During his presentation at the SteelOrbis 2025 Spring Conference & 92nd IREPAS Meeting held in Athens on April 27-29, Alexander Gordienko, export director of Spain’s CELSA Group, said that global GDP is projected to grow modestly at 3.3 percent in both 2025 and 2026, below historical trends but stable enough to maintain steady steel demand. According to the projections issued before the US initiated the tariff war, advanced economies’ GDP growth was expected at 1.8 percent (1.9 percent now) for 2025, while emerging markets were projected to grow by 4.2 percent, with Asia growing robustly by over five percent. He noted, “It is too soon to give results, but a global slowing down would be a reasonable expectation.” As for the GDP projection for the US, it has been reduced to 0.5-0.6 percent for 2025, while a slower US economy means low buying power and weak prices. Mr. Gordienko commented that, if the situation becomes that bad in the US, the policymakers there may be forced to introduce an emergency stimulus and reduce interest rates, which in turn might lift demand at the end of the year.
Regarding steel production, the CELSA official noted that, according to the worldsteel figures for 2024, global crude steel production was flat, while the share of electric arc furnaces rose to 31 percent, making scrap availability and pricing a central cost factor. In the first quarter this year, steel production in India and China increased, while Vietnam, Malaysia and Indonesia became key suppliers in the international market. Meanwhile, steel production in Iran, Africa, Turkey, the EU, the US and Russia registered declines. Stating that behind these figures there is a quiet shift, with the old centers of steel power declining, while the new ones are getting stronger, Mr. Gordienko said, “The story isn’t who makes more steel, but who can make it cheaper and keep spare export capacity.”

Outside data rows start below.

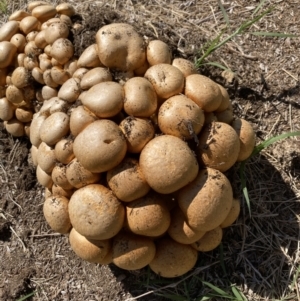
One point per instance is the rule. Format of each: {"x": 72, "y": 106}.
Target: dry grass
{"x": 260, "y": 255}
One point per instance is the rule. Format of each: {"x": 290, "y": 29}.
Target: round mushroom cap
{"x": 181, "y": 117}
{"x": 148, "y": 215}
{"x": 132, "y": 252}
{"x": 95, "y": 212}
{"x": 158, "y": 52}
{"x": 209, "y": 241}
{"x": 218, "y": 146}
{"x": 7, "y": 53}
{"x": 104, "y": 99}
{"x": 138, "y": 132}
{"x": 89, "y": 249}
{"x": 207, "y": 200}
{"x": 168, "y": 164}
{"x": 127, "y": 180}
{"x": 166, "y": 79}
{"x": 56, "y": 214}
{"x": 179, "y": 229}
{"x": 172, "y": 259}
{"x": 203, "y": 91}
{"x": 100, "y": 146}
{"x": 232, "y": 215}
{"x": 140, "y": 97}
{"x": 120, "y": 47}
{"x": 246, "y": 136}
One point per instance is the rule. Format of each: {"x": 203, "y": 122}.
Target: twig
{"x": 22, "y": 243}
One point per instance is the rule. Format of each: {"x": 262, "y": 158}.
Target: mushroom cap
{"x": 148, "y": 215}
{"x": 181, "y": 117}
{"x": 209, "y": 241}
{"x": 179, "y": 229}
{"x": 100, "y": 146}
{"x": 7, "y": 53}
{"x": 203, "y": 91}
{"x": 218, "y": 146}
{"x": 172, "y": 259}
{"x": 104, "y": 99}
{"x": 127, "y": 180}
{"x": 56, "y": 214}
{"x": 89, "y": 249}
{"x": 132, "y": 252}
{"x": 207, "y": 200}
{"x": 168, "y": 164}
{"x": 158, "y": 52}
{"x": 166, "y": 79}
{"x": 120, "y": 47}
{"x": 95, "y": 212}
{"x": 138, "y": 132}
{"x": 140, "y": 97}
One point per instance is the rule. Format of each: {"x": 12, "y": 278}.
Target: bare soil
{"x": 260, "y": 254}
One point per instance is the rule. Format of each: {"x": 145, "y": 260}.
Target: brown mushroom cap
{"x": 179, "y": 229}
{"x": 168, "y": 164}
{"x": 181, "y": 117}
{"x": 89, "y": 249}
{"x": 127, "y": 181}
{"x": 7, "y": 53}
{"x": 95, "y": 212}
{"x": 56, "y": 213}
{"x": 80, "y": 118}
{"x": 104, "y": 99}
{"x": 138, "y": 132}
{"x": 209, "y": 241}
{"x": 207, "y": 200}
{"x": 246, "y": 136}
{"x": 8, "y": 29}
{"x": 172, "y": 259}
{"x": 186, "y": 67}
{"x": 166, "y": 79}
{"x": 203, "y": 91}
{"x": 218, "y": 146}
{"x": 100, "y": 146}
{"x": 62, "y": 50}
{"x": 120, "y": 47}
{"x": 78, "y": 176}
{"x": 140, "y": 97}
{"x": 148, "y": 215}
{"x": 158, "y": 52}
{"x": 95, "y": 76}
{"x": 54, "y": 128}
{"x": 132, "y": 252}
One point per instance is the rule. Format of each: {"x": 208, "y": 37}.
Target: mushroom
{"x": 120, "y": 47}
{"x": 95, "y": 212}
{"x": 207, "y": 200}
{"x": 172, "y": 259}
{"x": 168, "y": 164}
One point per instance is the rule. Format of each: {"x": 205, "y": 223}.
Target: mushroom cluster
{"x": 130, "y": 144}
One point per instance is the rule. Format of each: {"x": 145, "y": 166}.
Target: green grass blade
{"x": 225, "y": 16}
{"x": 215, "y": 64}
{"x": 272, "y": 140}
{"x": 237, "y": 294}
{"x": 295, "y": 279}
{"x": 216, "y": 289}
{"x": 244, "y": 187}
{"x": 259, "y": 6}
{"x": 172, "y": 297}
{"x": 26, "y": 297}
{"x": 273, "y": 34}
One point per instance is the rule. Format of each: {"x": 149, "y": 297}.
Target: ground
{"x": 260, "y": 254}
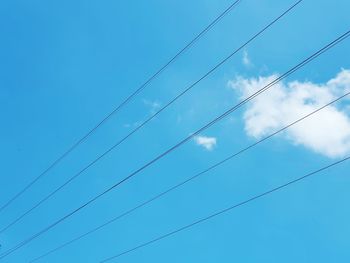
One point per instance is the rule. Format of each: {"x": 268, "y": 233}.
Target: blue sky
{"x": 66, "y": 64}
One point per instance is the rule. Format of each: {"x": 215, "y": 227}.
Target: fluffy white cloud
{"x": 207, "y": 142}
{"x": 327, "y": 132}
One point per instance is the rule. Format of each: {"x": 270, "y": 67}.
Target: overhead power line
{"x": 224, "y": 211}
{"x": 122, "y": 104}
{"x": 113, "y": 220}
{"x": 13, "y": 222}
{"x": 226, "y": 113}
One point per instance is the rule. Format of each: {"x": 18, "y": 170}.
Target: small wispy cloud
{"x": 326, "y": 133}
{"x": 207, "y": 143}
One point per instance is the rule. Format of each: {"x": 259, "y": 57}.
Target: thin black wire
{"x": 144, "y": 123}
{"x": 226, "y": 210}
{"x": 295, "y": 68}
{"x": 185, "y": 181}
{"x": 121, "y": 105}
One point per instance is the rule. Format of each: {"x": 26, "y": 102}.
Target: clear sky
{"x": 66, "y": 64}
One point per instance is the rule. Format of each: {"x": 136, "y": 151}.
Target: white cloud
{"x": 245, "y": 59}
{"x": 207, "y": 142}
{"x": 326, "y": 133}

Noting that the factors such as global trade fragmentation, geopolitical risks, dual production routes and misaligned carbon policies cause the volatility in the market to be structural, Gordienko stated, “It is no longer an after-effect of recession or boom; it’s produced by the architecture of the market itself.” He stated that, when the two biggest world economies -the US and China - impose trade embargoes on each other, everyone will be affected and will have to choose a side.
Looking at the global long steel market, the Celsa official pointed out that China’s long product exports may continue growing amid steady or increasing production and the weak domestic market, leading every extra million tons of exports from China to take $5-7/mt off the global FOB-based benchmark prices. In the first quarter of 2025, global long product consumption grew slightly by 0.7 percent, driven largely by wire rod and merchant bars, while the share of rebar at 45 percent declined slowly, losing ground to wire rod and merchant bars. Stating that the spread between scrap and rebar prices has remained at $160-180/mt, Gordienko highlighted that this level, which looks acceptable on paper, is actually dangerous in volatile market conditions.